7 femmes. 17 hommes. 3 jeunes «pouvant être des adolescents» : 2 garçons et 1 fille.

27 vies.

27 vies noyées dans le désespoir et l’horreur.
27 vies arrachées à leurs familles, atomisées par la tragédie.

Alors que les morts s’entassent sur la plage, la nausée nous envahit. Elle retourne nos tripes.

La nausée. Celle-là même qui, ce matin, lorsque le Ministre Darmanin tapait sur les passeurs, annonçait un arsenal de renforts et présentait ses condoléances «aux proches des victimes», révélait de façon certaine la manipulation effroyable : le drame, c’est précisément lui et le gouvernement d’Emmanuel Macron qui l’orchestrent. Jour après jour, sciemment. Ce sont eux qui militarisent à tout va, ce sont eux qui harcèlent les Solidaires et brutalisent les exilé·e·s, ce sont eux qui lacèrent les tentes, eux qui chassent, séparent, violentent, laissent croupir des femmes, des hommes, des bébés, des vieillards, des adolescents dans le froid, la boue et la misère la plus ignoble.

Ce sont eux qui créent le système qui permet aux passeurs d’exister.

Ce sont eux qui entretiennent à l’égard des exilé·e·s, le vocabulaire de la haine.

Ce matin, notre pays des droits humains s’est réveillé le visage inondé de larmes et de colère aussi : car plus personne n’est dupe.

Ce qui a tué hier soir, c’est l’inhumanité des puissants. Leur cynisme dégoutant. Leur rejet. Leur électoralisme. Le business as usual de l’extrême-droite, récupéré par ces sombres sires simplement désireux de se faire réélire.

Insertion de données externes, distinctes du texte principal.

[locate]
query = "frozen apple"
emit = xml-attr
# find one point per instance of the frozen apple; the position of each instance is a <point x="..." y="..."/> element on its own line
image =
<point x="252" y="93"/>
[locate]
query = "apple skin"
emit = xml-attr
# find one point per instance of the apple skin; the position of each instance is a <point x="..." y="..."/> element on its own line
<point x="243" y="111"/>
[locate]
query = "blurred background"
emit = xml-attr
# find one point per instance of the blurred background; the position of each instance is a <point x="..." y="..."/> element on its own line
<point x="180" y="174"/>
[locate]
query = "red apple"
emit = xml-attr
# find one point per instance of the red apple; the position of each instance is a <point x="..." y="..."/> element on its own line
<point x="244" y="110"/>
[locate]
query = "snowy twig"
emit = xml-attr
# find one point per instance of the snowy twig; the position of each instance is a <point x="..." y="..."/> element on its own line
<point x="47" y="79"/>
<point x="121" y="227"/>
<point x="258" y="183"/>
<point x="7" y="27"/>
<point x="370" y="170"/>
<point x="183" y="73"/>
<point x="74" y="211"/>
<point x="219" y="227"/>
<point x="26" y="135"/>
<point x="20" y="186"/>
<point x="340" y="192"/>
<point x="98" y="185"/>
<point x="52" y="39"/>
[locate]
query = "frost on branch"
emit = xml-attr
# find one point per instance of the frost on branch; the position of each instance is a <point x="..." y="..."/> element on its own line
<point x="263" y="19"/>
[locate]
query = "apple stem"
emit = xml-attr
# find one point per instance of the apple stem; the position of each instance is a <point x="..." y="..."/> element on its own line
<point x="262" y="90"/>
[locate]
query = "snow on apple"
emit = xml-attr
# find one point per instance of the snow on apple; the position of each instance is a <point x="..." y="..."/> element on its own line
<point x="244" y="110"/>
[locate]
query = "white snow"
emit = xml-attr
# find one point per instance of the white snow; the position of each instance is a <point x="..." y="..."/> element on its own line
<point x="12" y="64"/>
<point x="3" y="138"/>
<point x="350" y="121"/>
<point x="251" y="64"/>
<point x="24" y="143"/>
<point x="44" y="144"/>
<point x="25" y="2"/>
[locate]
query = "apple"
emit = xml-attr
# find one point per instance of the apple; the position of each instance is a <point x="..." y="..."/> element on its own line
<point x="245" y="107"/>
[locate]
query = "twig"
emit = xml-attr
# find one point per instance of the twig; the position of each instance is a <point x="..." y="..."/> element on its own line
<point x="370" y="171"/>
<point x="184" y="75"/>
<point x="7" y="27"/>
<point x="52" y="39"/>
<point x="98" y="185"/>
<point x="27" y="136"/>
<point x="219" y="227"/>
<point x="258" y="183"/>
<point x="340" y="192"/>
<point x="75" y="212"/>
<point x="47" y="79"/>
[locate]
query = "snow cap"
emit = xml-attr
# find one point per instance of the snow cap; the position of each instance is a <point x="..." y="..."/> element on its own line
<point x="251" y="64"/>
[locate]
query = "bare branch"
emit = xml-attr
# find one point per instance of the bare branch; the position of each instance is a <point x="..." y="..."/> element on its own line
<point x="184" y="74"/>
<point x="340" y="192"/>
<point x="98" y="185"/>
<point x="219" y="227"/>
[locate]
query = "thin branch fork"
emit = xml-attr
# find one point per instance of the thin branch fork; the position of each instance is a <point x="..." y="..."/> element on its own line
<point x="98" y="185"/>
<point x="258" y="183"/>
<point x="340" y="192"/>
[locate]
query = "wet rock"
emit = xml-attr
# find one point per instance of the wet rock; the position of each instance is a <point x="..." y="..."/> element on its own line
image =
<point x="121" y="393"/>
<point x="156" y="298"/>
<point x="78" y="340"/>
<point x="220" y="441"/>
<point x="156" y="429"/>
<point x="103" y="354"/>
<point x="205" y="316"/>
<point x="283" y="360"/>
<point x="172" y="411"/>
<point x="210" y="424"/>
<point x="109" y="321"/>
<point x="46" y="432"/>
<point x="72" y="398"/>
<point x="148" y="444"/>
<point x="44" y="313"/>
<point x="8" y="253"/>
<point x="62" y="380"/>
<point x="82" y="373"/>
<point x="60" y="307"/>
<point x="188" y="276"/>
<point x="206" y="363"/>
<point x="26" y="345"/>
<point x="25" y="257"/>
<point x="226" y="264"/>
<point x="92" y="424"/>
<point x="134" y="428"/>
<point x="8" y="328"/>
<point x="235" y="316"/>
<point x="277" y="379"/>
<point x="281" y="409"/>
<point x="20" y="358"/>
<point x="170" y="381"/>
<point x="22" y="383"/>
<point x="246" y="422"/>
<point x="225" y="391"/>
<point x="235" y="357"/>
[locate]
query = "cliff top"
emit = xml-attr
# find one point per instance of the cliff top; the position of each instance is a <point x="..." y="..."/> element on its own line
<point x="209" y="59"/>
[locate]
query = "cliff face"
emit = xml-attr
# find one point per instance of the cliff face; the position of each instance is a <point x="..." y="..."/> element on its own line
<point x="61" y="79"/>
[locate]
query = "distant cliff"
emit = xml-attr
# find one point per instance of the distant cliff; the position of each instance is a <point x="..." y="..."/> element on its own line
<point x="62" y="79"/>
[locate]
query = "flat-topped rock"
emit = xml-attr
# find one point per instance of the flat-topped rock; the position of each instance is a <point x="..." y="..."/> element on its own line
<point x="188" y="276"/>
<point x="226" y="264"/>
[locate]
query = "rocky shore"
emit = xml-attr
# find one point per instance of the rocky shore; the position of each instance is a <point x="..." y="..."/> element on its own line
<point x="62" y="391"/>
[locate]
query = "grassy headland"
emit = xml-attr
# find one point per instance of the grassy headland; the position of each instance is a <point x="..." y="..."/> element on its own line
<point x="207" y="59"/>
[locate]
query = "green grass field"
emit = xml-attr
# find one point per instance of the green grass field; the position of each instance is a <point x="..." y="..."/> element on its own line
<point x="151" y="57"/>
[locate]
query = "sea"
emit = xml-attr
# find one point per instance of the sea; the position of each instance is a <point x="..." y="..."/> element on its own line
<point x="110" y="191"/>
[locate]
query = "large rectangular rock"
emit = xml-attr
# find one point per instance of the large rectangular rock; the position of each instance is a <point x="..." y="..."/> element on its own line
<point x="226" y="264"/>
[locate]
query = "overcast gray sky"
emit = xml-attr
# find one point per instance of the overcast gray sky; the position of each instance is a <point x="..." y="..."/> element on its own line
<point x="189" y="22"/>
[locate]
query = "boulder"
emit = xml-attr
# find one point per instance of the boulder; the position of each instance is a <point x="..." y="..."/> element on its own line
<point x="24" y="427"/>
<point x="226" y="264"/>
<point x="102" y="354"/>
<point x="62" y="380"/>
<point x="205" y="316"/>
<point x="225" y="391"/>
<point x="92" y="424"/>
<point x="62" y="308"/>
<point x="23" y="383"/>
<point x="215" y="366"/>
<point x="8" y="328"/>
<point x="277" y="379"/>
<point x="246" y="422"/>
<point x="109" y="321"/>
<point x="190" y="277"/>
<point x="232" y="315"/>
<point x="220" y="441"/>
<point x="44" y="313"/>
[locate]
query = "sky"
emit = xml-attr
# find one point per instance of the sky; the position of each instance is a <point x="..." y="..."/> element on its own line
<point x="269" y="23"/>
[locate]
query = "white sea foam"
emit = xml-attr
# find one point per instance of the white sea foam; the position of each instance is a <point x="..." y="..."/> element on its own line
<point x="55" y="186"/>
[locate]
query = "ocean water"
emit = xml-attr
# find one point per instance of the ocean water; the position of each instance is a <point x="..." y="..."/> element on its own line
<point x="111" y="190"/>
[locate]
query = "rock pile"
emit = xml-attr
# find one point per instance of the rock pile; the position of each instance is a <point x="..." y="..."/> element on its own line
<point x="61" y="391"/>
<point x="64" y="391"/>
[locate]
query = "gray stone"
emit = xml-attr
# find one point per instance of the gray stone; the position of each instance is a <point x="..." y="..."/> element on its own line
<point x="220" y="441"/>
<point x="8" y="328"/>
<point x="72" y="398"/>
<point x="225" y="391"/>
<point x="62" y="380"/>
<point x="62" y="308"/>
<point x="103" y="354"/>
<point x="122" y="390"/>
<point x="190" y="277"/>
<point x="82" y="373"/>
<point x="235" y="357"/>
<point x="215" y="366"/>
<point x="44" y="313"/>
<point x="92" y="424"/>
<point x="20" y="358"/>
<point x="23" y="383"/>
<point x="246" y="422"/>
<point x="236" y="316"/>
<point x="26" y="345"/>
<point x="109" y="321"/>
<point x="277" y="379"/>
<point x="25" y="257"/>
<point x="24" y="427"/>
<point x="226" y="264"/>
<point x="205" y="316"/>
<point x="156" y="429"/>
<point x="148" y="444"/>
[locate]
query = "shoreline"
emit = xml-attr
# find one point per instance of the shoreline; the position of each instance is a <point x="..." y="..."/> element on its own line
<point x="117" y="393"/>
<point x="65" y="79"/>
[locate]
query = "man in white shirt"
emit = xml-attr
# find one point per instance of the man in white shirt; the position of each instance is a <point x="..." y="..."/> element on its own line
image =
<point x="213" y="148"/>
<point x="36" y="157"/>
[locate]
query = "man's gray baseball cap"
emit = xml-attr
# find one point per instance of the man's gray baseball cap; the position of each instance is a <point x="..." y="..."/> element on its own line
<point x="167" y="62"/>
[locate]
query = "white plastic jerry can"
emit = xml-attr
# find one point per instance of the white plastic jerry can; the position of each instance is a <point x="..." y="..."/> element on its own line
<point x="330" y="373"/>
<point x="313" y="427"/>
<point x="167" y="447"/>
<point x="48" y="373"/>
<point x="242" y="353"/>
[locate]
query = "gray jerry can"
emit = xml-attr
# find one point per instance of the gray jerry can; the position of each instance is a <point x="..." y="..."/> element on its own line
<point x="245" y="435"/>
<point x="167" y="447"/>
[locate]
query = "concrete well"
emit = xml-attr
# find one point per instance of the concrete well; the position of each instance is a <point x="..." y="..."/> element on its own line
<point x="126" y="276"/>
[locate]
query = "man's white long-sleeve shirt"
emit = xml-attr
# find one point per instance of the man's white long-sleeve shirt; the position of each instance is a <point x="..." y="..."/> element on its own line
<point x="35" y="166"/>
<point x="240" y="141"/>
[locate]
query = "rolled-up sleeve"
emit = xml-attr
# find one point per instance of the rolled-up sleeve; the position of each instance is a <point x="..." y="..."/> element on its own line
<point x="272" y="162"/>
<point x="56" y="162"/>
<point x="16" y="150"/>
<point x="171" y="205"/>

Hier soir, pourtant, comme tous les soirs : des associations, des ONG de terrain, des bénévoles, des citoyens et des citoyennes solidaires étaient à pied d’œuvre. Au bord de l’eau sur les côtes de la Manche, dans les dunes, dans les rues de Calais, Dunkerque, Ouistreham, dans les villes, partout, d’un bout à l’autre de France, de la frontière franco-espagnole au pays basque jusqu’aux sommets des montagnes de la frontière franco-italienne : hier soir, oui, beaucoup tentaient de réchauffer les exilé·e·s. Beaucoup tentaient malgré tous les bâtons mis dans leurs roues, de prendre soin, de panser, de nourrir autant que possible, d’essuyer les larmes.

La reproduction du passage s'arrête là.